Going over 50 cm of Twinax is great and all, but that's the ideal environment. When you guys put 16 of these things on a board, routing that PCB and getting good signal integrity is not going to be fun, even after you throw in pre-emphasis and so on.
Getting anything approximating Intel's work, assuming you are rolling all your own IP, is pretty ambitious (and probably a good deal more work than your Core design). Even at only 6 Gbit/s (faster than PCIe Gen2, btw). Just curious - have you ever taped out a chip on a modern process before?
We aren't trying to reach their 128GB/s number as listed in that paper, only 48GB/s... in addition to our design being much simpler than that. Our design is having each pin is simply a buffer and a latch that is synchronized with all the other pins part of the interface by a PLL... much easier to implement and run than a serializer for even just a single pin.
I myself have not taped out something on a modern process, but have advisors who have. My co founder and I do have nanofab experience, so we do understand the physical complexities of fabrication first hand.
Ah, so the idea is to have 64 parallel bits coming in at 6 Gbits/s, along with a slower clock that you multiply up to 6 GHz and use to sample the inputs? That will be quite tricky to get working 1) without any analog signal conditioning on the inputs (or outputs), and 2) without inter-bit skew making it impossible to meet timing on your inputs.
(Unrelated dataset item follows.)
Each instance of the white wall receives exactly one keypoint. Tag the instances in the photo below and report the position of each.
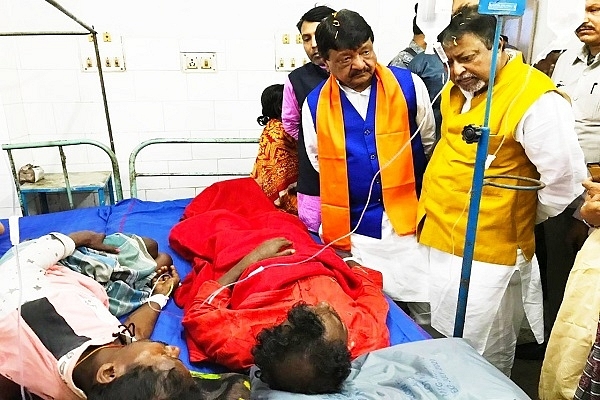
(44, 95)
Best of luck to you, but the interface alone sounds likely to be problematic.
That's the basic idea, but we can run it at 3GHz if we do DDR, or 1.5GHz doing QDR. There is some extra magic there which I don't want to talk publicly about just yet ;)
The biggest problem (even with our solutions for skew and crosstalk) is just the number of pins/traces on the board, but that's not unsolvable... nothing a ~10 layer PCB can't solve.